Birinci Dünya Savaşı; uygarlığı, insancıllığı ve kültürüyle övünen kibirli Avrupa’nın maskesini düşürür. Savaşın yarattığı umutsuzluk ve sahte değerler karşısında duyulan tiksinti, 1916 Şubatında, Romanyalı Tristan Tzara, Alman Hugo Ball, Fransız Jean Arp’ın da aralarında bulunduğu bir grup savaş karşıtı genç sanatçıyı İsviçre’nin Zürich kentinde bir araya getirir.
Bu sanatçılar kurdukları nihilist harekete ‘Dada’ adını verirler. Bu ismi çok aramamışlardır; sözlükten rastgele açtıkları bir sayfada çıkmıştır karşılarına… Fransızca’da çocukların at için kullandıkları bir sözcüktür, Türkçe’deki ‘Dehdeh’ gibi… ABD’de, Zürich’teki hareketten bağımsız olarak aynı anlayışı paylaşan Man Ray ve Francis Picabia gibi sanatçılar da onlara katılır. Dada akımının savunucuları, 1918 Aralık ayında yayınladıkları manifestoda kendilerini şöyle ifade edeceklerdir: “Artık yok olsun ressamlar, edebiyatçılar, müzisyenler, heykeltıraşlar; yok olsun dinler, yok olsun cumhuriyetçiler, kralcılar, polisler, yok olsun vatanlar; kısacası yetsin bütün bu aptallıklar, artık hiçbir şey olmasın, hiçbir şey, hiçbir şey. Dada hiçbir şey istemiyor; süpürmek, temizlemek gibi olumsuz, büyük bir yıkıcı faaliyetin gerekliliğini halka göstermek için bir şeyler yapıyor.”

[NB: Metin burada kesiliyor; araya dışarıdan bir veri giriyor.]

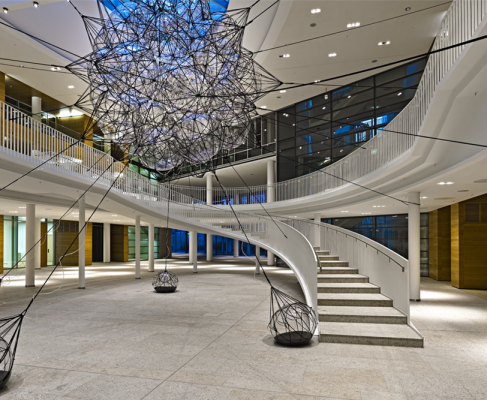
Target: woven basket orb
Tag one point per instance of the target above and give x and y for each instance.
(6, 362)
(293, 324)
(165, 282)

Bu çığlık boşuna değildir, dünyanın içinde bulunduğu felaketin derinden yaraladığı bu gençlerin sesi Fransa, Almanya, Hollanda ve Orta Avrupa’da yankı bulur ve Dada hareketi Latin Amerika’ya kadar yayılır. 1924’ten sonra bu akım, yerini gerçeküstücülüğe bırakacaktır… Sinema, bu nihilist hareketin üyelerine baştan beri cazip gelen bir alandır. Fransız kadın sinemacı Germaine Dulac’ın çektiği ‘La Coquille et le Clergyman’ (1928) gerçeküstücü sinemanın ilk filmi kabul edilir. Ama akımın esas temsilcisi, İspanyol yönetmen Luis Bunuel’dir. Senaryolarını Dali ile birlikte yazdığı ‘Endülüs Köpeği’ (1928) ve ‘Altın Çağ’ (1930) gerçeküstücü sinemanın başyapıtı niteliğindedir. Man Ray ve Jacques Brunius da gerçeküstü sinemacılar arasında sayılır.